Bis in die 90er Jahre vertrauten Unternehmen vor allem einem: Sich selbst. Von der
Beschaffung über die Produktion bis hin zum Absatz der eigenen Produkte hielten sie alle
Leistungen fest in einer Hand. Von dieser Autonomie begannen Unternehmen sich aber zu
lösen. Heutzutage werden Unternehmen mit der zunehmenden Konzentration auf
Kernkompetenzen immer schlanker.1 Ein einzelnes Unternehmen kann aus diesem Grund
oftmals nicht mehr alle notwendigen Ressourcen wie Arbeitsmittel, Finanzmittel,
Technologien und Know-How zur Verfügung stellen, um komplexe Produkte zu entwickeln
und zu vertreiben. In einem Netzwerk können solche Unternehmen jedoch als schlagkräftige
Einheit auftreten.2
Die Trends, alle Logistikdienstleistungen (LDL) aus einer Hand zu beziehen und eine
Reorientierung von nationalen zu internationalen Netzwerken stellen neue Anforderungen an
die Logistik, die, bedingt durch die ihr zugrunde liegende integrative, ganzheitliche
Prozesssichtweise, für die Steuerung und das Management globaler Unternehmensnetzwerke
prädestiniert ist. Die Logistik ist dabei das verbindende Glied von Prozessketten und
ermöglicht im Rahmen des Netzwerkmanagements erhebliche Einfluss- und
Verbesserungspotentiale.3
Permanente Veränderungen der Unternehmensumwelt erfordern die regelmäßige und
systematische Anpassung sowie Optimierung inner- und zwischenbetrieblicher
Logistiksysteme auf Basis der gesamten Wertschöpfungskette. Eine alleinige Differenzierung
über innovative Produkte ist häufig nicht mehr ausreichend. Die Modernisierung logistischer
Systeme wird somit zum Erfolgsfaktor.4
Die nichttriviale Koordination dieser Prozesse über System- und Sublieferanten, Endhersteller
und Dienstleister soll künftig an so genannte Fourth Party Logistics Provider (4PL) vergeben
werden, deren Aufgabe die Steuerung und das Management von Logistiknetzwerken durch
das Zusammenführen des eigenen Know-Hows und eigener Ressourcen mit denen anderer
Logistikdienstleister ist.5
Kapitel 2 dieser Arbeit setzt sich zunächst mit den bisherigen Entwicklungen der
Logistikbranche auseinander. [...]
1 Vgl. Schmalen / E-Logistik / 2001 / S. 2.

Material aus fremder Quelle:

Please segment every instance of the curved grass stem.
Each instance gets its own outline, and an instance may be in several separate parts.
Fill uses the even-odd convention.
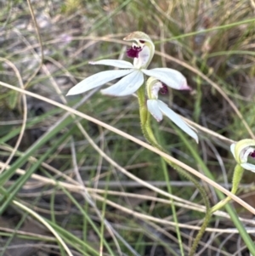
[[[146,107],[146,100],[145,100],[145,94],[144,94],[144,86],[142,86],[138,90],[138,98],[139,98],[139,113],[140,113],[140,122],[141,122],[141,129],[144,134],[144,138],[146,140],[156,148],[159,149],[160,151],[168,154],[168,152],[162,147],[161,145],[158,144],[156,139],[155,138],[154,133],[150,127],[150,113]],[[197,190],[200,191],[204,204],[206,206],[206,215],[204,219],[204,222],[197,233],[193,244],[191,246],[190,251],[190,256],[193,256],[196,253],[196,247],[198,246],[199,242],[201,239],[202,235],[204,234],[207,226],[209,224],[209,221],[211,219],[212,213],[211,213],[211,207],[210,202],[207,195],[207,192],[205,189],[199,184],[199,182],[196,180],[196,178],[191,176],[187,171],[180,168],[179,166],[176,165],[175,163],[172,162],[168,159],[166,159],[162,157],[173,168],[174,168],[179,174],[184,176],[186,179],[188,179],[190,181],[191,181],[195,186],[197,188]],[[177,225],[177,233],[178,233],[178,238],[179,242],[181,242],[181,237],[180,237],[180,232],[178,230],[178,227]],[[180,248],[182,249],[183,247],[180,244]]]

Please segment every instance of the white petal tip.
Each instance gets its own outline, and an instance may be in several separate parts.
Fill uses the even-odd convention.
[[[73,94],[69,91],[65,96],[70,96],[70,95],[73,95]]]

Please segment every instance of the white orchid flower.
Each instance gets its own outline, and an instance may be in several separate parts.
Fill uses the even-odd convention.
[[[230,150],[237,163],[244,169],[255,173],[255,164],[249,162],[255,158],[254,139],[246,139],[233,143]]]
[[[106,65],[124,70],[102,71],[88,77],[71,88],[67,95],[87,92],[110,81],[122,77],[114,85],[101,90],[103,94],[126,96],[136,92],[144,83],[144,74],[154,77],[167,86],[175,89],[190,89],[185,77],[178,71],[170,68],[155,68],[147,70],[150,63],[155,47],[150,37],[141,31],[135,31],[126,37],[125,41],[134,41],[127,54],[133,58],[133,64],[126,60],[102,60],[89,62],[92,65]]]
[[[147,107],[150,114],[157,122],[163,119],[163,115],[167,116],[183,131],[192,137],[198,143],[197,134],[190,128],[178,115],[173,112],[167,104],[158,100],[158,92],[166,93],[167,87],[155,77],[150,77],[146,82],[147,88]]]

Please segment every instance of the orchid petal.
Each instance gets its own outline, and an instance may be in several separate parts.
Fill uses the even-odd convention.
[[[248,162],[241,163],[241,166],[246,169],[255,173],[255,165]]]
[[[142,71],[149,76],[153,77],[162,82],[168,87],[178,90],[187,90],[190,88],[187,85],[186,78],[182,73],[171,68],[155,68],[152,70],[142,70]]]
[[[250,156],[251,153],[254,152],[254,149],[252,147],[246,147],[242,150],[241,153],[240,154],[241,156],[241,162],[246,162],[248,160],[248,156]]]
[[[103,94],[113,96],[126,96],[136,92],[144,83],[144,75],[140,71],[133,70],[132,73],[126,76],[114,85],[101,90]]]
[[[94,74],[71,88],[66,95],[75,95],[87,92],[111,80],[128,75],[131,72],[133,72],[133,70],[107,71]]]
[[[147,107],[150,113],[154,117],[154,118],[160,122],[163,119],[163,115],[161,110],[158,107],[158,100],[147,100]]]
[[[183,131],[184,131],[190,137],[195,139],[196,143],[198,143],[197,134],[186,124],[181,117],[179,117],[175,112],[173,112],[167,104],[158,100],[158,107],[170,120],[172,120],[177,126],[178,126]]]
[[[106,65],[119,68],[133,68],[132,63],[121,60],[101,60],[98,61],[89,61],[91,65]]]

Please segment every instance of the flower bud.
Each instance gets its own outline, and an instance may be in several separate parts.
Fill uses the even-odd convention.
[[[251,139],[241,139],[230,145],[231,152],[243,168],[255,173],[255,140]],[[254,162],[254,161],[253,161]]]

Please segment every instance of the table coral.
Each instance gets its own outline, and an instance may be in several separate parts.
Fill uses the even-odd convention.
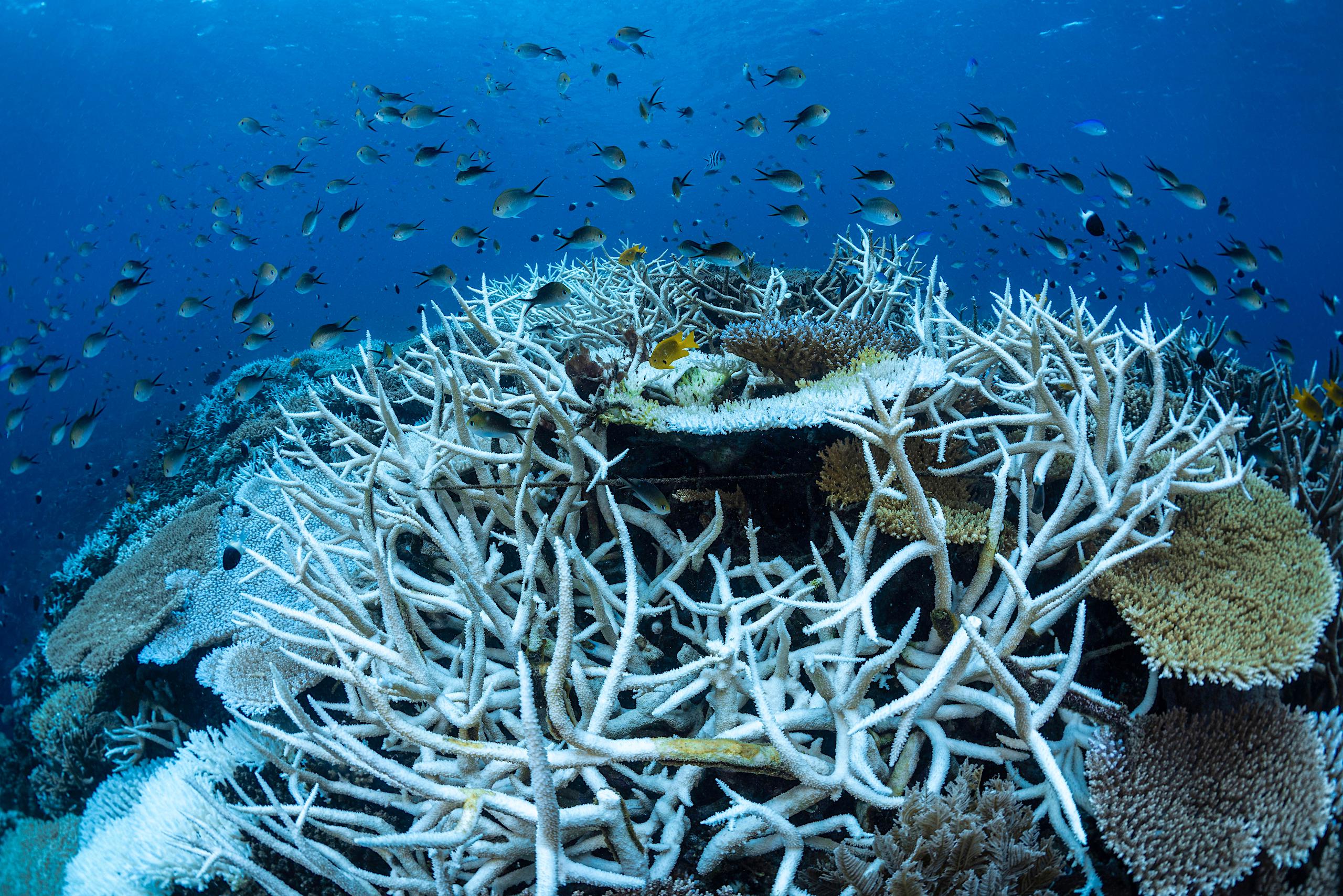
[[[1163,676],[1281,685],[1309,668],[1338,607],[1324,544],[1257,476],[1186,498],[1168,544],[1096,580]]]
[[[149,641],[179,604],[165,579],[218,562],[218,500],[200,501],[98,579],[47,638],[51,668],[98,678]]]

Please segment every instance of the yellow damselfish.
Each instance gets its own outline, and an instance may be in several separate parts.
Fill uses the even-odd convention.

2 Vgl. Baumgarten; Darkow / Logistiknetzwerke / 1999 / S. 146.
3 Vgl. Baumgarten; Zadek; Keller / M & A / 2001 / S. 15ff.
4 Vgl. Zadek; Priemer / Implementierungswerkzeuge / 2000 / S. 202.
5 Vgl. Baumgarten; Zadek; Keller / M & A / 2001 / S. 15f. und Baumgarten; Zadek / E-SCM / 2001 / S. 76ff.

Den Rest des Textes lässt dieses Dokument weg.